28. A method comprising:

inkjet printing the film-forming formulation of claim 1 onto a pixelated substrate to form a plurality of wet pixels; and

causing the vehicle in the wet pixels to evaporate thereby forming a plurality of completed pixels each having a substantially uniform thickness and exhibiting less pile-up, less overspill, and greater pinning than the pile-up, overspill, and pinning that would be caused by inkjet-printing substantially the same formulation onto the same substrate but wherein the formulation comprises only one of the at least two solvents.

29. A method for evaluating a film-forming formulation for an inkjet printing process, the method comprising:

forming a film-forming formulation comprising a film-forming material dissolved in a vehicle, the film-forming material being stable in the vehicle and being present in an amount of from about 0.1% by weight to about 10.0% by weight based on the total weight of the film-forming formulation, wherein the vehicle comprises a blend of at least two solvents that are miscible with one another, each solvent being present in an amount of from about 1% by weight to about 99% by weight based on the total weight of the vehicle;

determining (1) that the film-forming material is substantially soluble in the vehicle;

determining (2) that the film-forming formulation exhibits a surface tension of from about 28 dynes/cm to about 40 dynes/cm;

determining (3) that the film-forming formulation exhibits a viscosity of from about 1.0 centipoise to about 14 centipoise at inkjet jetting temperatures;

inkjet printing the film-forming formulation and determining (4) that the vehicle substantially completely evaporates while the film-forming material forms a solid film; and

determining (5) that the film-forming material has formed a film of substantially uniform thickness,

whereby, after making determinations (1)-(5), identifying the film-forming formulation as suitable for an inkjet printing process.

30. The method of claim 29, further comprising using the film-forming formulation in an inkjet printing process after making determinations (1)-(5), to form a layer of pixels on a substrate, wherein each pixel exhibits substantially uniform thickness and less of a coffee ring effect than would be exhibited if substantially the same formulation were inkjet-printed onto the same substrate but wherein the formulation comprises only one of the at least two solvents.

31. The method of claim 30, wherein the using comprises inkjet printing the film-forming formulation and evaporating the vehicle to thereby form an emissive layer, a hole transport layer, or a hole injection layer, for an organic light emitting device.

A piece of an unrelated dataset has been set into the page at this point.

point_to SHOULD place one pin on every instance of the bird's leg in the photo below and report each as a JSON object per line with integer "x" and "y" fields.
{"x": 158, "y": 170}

32. The method of claim 29, further comprising using the film-forming formulation in an inkjet printing process after making determinations (1)-(5), to form a layer of pixels on a substrate, wherein each pixel exhibits substantially uniform thickness and less pile-up, less overspill, and greater pinning than the pile-up, overspill, and pinning that would be caused if substantially the same formulation were inkjet-printed onto the same substrate but wherein the formulation comprises only one of the at least two solvents.

33. The method of claim 29, wherein:

the film-forming material is present in an amount of from about 0.1% by weight to about 3.0% by weight based on the total weight of the film-forming formulation;

the determining (2) comprises determining that the film-forming formulation exhibits a surface tension of from about 35 dynes/cm to about 37 dynes/cm at 25° C.; and

the determining (3) comprises determining that the film-forming formulation exhibits a viscosity of from about 4.0 centipoise to about 10 centipoise at 25° C.

34. The method of claim 29, wherein the determining (5) comprises determining that the film-forming material has formed a film having a ratio of minimum thickness to maximum thickness of 0.9 or greater to 1.